Image: Claude Code / youtube.com Claude Code 2.1.197 Makes Sonnet 5 the Default Model, With a 1M-Token Window and Promotional Pricing Through August
The latest Claude Code release switches the default model to Sonnet 5, which ships a native one-million-token context window. Promotional API pricing of $2/$10 per million tokens runs through August 31.
Claude Code 2.1.197 shipped June 30, roughly 18 hours after 2.1.196. The release does one thing: it makes Claude Sonnet 5 the default model across every Claude Code plan.
What Changed
The sonnet alias now resolves to Sonnet 5. If you’re on Pro, Team Standard, or a per-seat Enterprise plan and haven’t manually set a model preference, you’re on Sonnet 5 starting with this version.
Sonnet 5 ships with a native one-million-token context window. That’s relevant for large codebases and long multi-file refactors where previous context limits required careful management or external summarization.
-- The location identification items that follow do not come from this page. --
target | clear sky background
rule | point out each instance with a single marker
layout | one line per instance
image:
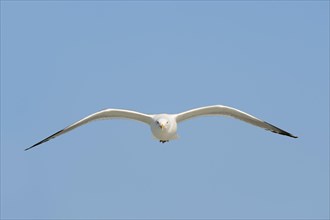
(61, 61)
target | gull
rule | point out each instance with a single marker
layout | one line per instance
(164, 126)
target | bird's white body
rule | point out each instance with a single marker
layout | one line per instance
(164, 126)
(168, 127)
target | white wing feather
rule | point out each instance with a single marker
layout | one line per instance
(232, 112)
(104, 114)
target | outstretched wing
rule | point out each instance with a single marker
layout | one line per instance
(104, 114)
(232, 112)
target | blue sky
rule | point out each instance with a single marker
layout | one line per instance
(61, 61)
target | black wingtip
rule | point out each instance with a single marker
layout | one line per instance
(33, 146)
(45, 140)
(280, 131)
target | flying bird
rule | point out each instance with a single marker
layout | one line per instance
(164, 126)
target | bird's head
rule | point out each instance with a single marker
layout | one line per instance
(162, 123)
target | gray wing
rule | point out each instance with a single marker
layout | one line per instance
(104, 114)
(232, 112)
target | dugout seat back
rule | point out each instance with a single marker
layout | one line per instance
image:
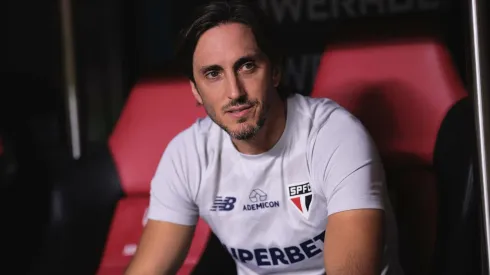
(98, 206)
(154, 114)
(408, 95)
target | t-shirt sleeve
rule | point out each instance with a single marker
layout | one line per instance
(347, 165)
(171, 197)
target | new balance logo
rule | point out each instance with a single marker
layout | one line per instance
(223, 204)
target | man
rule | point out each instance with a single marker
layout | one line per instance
(289, 184)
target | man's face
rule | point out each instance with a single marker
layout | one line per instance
(233, 79)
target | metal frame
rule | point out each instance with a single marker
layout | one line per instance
(71, 97)
(480, 89)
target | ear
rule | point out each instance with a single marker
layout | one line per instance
(276, 76)
(195, 92)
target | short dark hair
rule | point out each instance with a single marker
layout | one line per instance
(219, 12)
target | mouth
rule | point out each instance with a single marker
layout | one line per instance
(239, 111)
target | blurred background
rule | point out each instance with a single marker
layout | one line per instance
(119, 43)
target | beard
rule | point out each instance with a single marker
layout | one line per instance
(245, 131)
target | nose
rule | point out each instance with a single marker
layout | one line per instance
(235, 88)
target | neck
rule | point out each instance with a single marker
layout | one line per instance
(270, 133)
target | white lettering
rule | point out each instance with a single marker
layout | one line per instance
(398, 6)
(322, 10)
(378, 3)
(313, 13)
(348, 6)
(428, 4)
(293, 7)
(300, 71)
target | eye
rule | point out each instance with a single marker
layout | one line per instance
(249, 66)
(212, 74)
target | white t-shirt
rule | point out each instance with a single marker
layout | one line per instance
(270, 210)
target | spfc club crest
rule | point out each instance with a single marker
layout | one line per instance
(300, 196)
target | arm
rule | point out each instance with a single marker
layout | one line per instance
(172, 214)
(346, 161)
(353, 243)
(162, 248)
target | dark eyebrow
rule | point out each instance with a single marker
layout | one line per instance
(244, 59)
(209, 68)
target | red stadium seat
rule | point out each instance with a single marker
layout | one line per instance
(408, 95)
(154, 114)
(98, 209)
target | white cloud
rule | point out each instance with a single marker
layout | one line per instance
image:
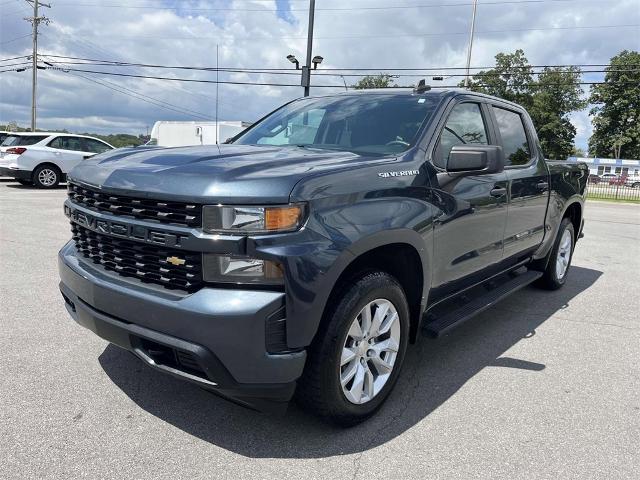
(362, 37)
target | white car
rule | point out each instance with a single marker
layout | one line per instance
(43, 158)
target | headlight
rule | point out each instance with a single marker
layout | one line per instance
(236, 269)
(228, 219)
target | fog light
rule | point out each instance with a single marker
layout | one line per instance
(238, 269)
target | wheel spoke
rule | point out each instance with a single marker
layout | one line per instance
(365, 316)
(357, 388)
(388, 345)
(348, 354)
(366, 361)
(388, 323)
(369, 384)
(382, 366)
(348, 374)
(355, 331)
(378, 318)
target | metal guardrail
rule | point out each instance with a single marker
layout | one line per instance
(615, 189)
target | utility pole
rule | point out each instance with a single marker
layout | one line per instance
(217, 90)
(473, 26)
(306, 70)
(35, 21)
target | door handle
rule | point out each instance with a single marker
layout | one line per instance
(498, 192)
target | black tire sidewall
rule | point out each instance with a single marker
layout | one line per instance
(369, 288)
(551, 276)
(37, 171)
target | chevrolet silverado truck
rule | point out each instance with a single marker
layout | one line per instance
(303, 257)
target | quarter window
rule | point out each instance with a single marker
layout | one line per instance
(464, 126)
(94, 146)
(514, 137)
(67, 143)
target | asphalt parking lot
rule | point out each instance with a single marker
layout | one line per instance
(545, 385)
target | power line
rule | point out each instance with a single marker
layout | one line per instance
(193, 80)
(325, 9)
(318, 71)
(142, 97)
(14, 39)
(14, 58)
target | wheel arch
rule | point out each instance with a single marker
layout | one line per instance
(402, 255)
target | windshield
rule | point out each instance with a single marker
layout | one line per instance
(373, 124)
(16, 140)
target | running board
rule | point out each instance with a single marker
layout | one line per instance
(444, 318)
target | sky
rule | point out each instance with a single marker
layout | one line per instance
(251, 34)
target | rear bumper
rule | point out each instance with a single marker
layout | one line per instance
(15, 173)
(214, 337)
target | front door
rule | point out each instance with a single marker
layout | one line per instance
(468, 232)
(528, 184)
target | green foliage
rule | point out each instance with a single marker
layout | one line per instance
(382, 80)
(616, 110)
(549, 99)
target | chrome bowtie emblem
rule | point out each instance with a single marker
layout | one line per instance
(176, 261)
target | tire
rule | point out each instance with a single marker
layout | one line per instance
(321, 389)
(46, 176)
(557, 270)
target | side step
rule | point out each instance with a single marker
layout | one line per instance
(443, 318)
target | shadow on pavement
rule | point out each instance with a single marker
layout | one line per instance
(433, 372)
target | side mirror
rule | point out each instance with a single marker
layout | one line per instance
(476, 159)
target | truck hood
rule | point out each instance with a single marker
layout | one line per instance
(225, 173)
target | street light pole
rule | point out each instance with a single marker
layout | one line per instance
(473, 26)
(306, 70)
(35, 21)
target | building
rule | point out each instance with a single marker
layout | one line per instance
(600, 166)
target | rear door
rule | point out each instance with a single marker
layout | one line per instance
(468, 233)
(527, 177)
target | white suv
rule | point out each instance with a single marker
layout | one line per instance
(43, 158)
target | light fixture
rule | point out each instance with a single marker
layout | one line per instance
(293, 59)
(317, 60)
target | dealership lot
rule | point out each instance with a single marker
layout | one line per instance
(545, 385)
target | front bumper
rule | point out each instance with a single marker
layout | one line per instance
(15, 173)
(214, 337)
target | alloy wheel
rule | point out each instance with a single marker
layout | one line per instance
(369, 352)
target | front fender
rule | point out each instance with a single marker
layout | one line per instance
(334, 237)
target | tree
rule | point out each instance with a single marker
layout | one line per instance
(549, 99)
(557, 93)
(511, 79)
(382, 80)
(616, 111)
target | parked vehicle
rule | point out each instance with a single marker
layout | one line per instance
(305, 256)
(181, 134)
(3, 135)
(608, 177)
(633, 182)
(44, 159)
Anthropic set promotional API pricing at $2 per million input tokens and $10 per million output tokens through August 31. After that date, pricing reverts to standard Sonnet rates.
Why Sonnet 5
The previous default was Sonnet 4.6. Sonnet 5 closes a lot of the gap with Opus 4.8 on coding tasks while staying at clearly lower pricing. Anthropic’s own Terminal-Bench results put Claude Code combined with Fable 5 at 83.1%, though Sonnet 5 is the model most Claude Code subscribers will actually run day to day.
The main reason to care about the model switch isn’t the benchmark numbers. It’s the context window. One million tokens means a 40,000-line codebase fits comfortably without hitting limits. For teams running Claude Code against large monorepos or long agent sessions, that removes a practical bottleneck.
Updating
Run npm install -g @anthropic-ai/claude-code@latest or claude update to get 2.1.197. If you prefer to stay on 4.6 for now, claude /model lets you override at the session level.
The 2.1.196 release from the previous day added org-level default model configuration, readable session names, and a 25% token reduction for /code-review. That update is also included if you’re coming from an older version.